Given Data / Assumptions:

  • “Every possible step” has been taken to deal with drought.
  • Foodgodowns are full, implying abundant stocks.
  • No explicit claim about distribution outcomes, last-mile delivery, or zero mortality is made.


Concept / Approach:
Conclusion I is an absolute promise of outcome (“no one will die of hunger”). The statement does not guarantee an outcome; it only claims actions and stock availability. Outcomes depend on distribution, affordability, accessibility, and timeliness. Conclusion II is a cautious, probabilistic effect: concentrated efforts are likely to reduce suffering. This aligns with the intent and resource availability mentioned.


Step-by-Step Solution:
1) Map statement to effects: resources + actions → potential relief.2) Evaluate I: “No one will die” is stronger than what is stated; it is not a necessary consequence → does not follow.3) Evaluate II: It is reasonable (and logically supported) that focused efforts tend to lessen drought misery → follows.

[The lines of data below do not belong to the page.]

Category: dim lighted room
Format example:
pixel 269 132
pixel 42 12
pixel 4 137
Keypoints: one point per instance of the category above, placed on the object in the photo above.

Verification / Alternative check:
Had the statement said “we guarantee zero hunger deaths,” then I would follow. It does not. It only evidences preparedness and stock levels.


Why Other Options Are Wrong:
Only I: overstates certainty. Either I or II: admits I might follow, which it does not. Neither: ignores the supported, softer inference in II.


Common Pitfalls:
Confusing resources and intent with guaranteed outcomes; overlooking that “likely” in II reflects a reasonable, text-backed expectation.